And then, the BLM will send the burros straight to private property on the Indian Lakes Rd. feedlot in Fallon, NV, where there is only a rare (about once a year, if you’re lucky) public tour, and little chance for the burros to be adopted except when BLM floods internet adoptions with the burros all at once, so the burros rack up 3 strikes quickly and become eligible to be shipped off to buyers/auctions/the slaughter pipeline. Note that the BLM only allotted 21 – 45 burros, a non-viable herd number, on this HMA. BLM continues their rampage of managing wild horses and burros to extinction. – Debbie
BLM: Drought drives wild burros to Winnemucca ranches
The Bureau of Land Management is set to start gathering wild burros after the drought recently drove the animals into nearby ranches in search of water in the Winnemucca area.

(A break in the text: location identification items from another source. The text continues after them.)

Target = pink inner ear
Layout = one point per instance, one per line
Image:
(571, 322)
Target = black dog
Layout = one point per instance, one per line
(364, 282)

In July last year, BLM officials counted 101 burros in the McGee Mountain Herd Management Area and nearby places. But officials predict about 146 burros based off of a May report from the U.S. Geological Survey. That’s not including foals.
“We haven’t done a wild burro gather in a few years,” BLM Winnemucca District spokeswoman Terah Malsam said. “This was more so a request from land owners because the burros have come off HMA land and are breaking down fences to find water sources.”
The animals are normally able to live on the McGee Mountain Herd area, which is managed for burros, but the drought dried up their water sources and impacted their forage, she said.
“There are too many burros in the HMA, and with the existing water left over from this winter and spring, there’s isn’t a lot so it’s pushing them out to other areas to look for water,” Malsam said.
Only 25 to 41 burros should be managed within the McGee Mountain Herd area – a level that’s now way over the limit, Malsam said.
Officials expect to gather at least 125 wild burros starting mid-August. Although the gathering could last several months, BLM officials hope to finish the job within a month. The burros will then be taken to Indian Lakes Off-Range Corral in Fallon.
“They go to an off-range corral where they’re given their shots and vaccinations,” Malsam said. “From there, they’ll be prepared for adoption or moved to a long term facility.
“We’re trying to manage for the health of the burros and the land,” she said. “When they don’t have enough water and go in an impact private land, then it becomes an issue.
“With the combination of drought and overpopulation, it leads to unhealthy burros and the fact that they have to strive for food and water elsewhere.”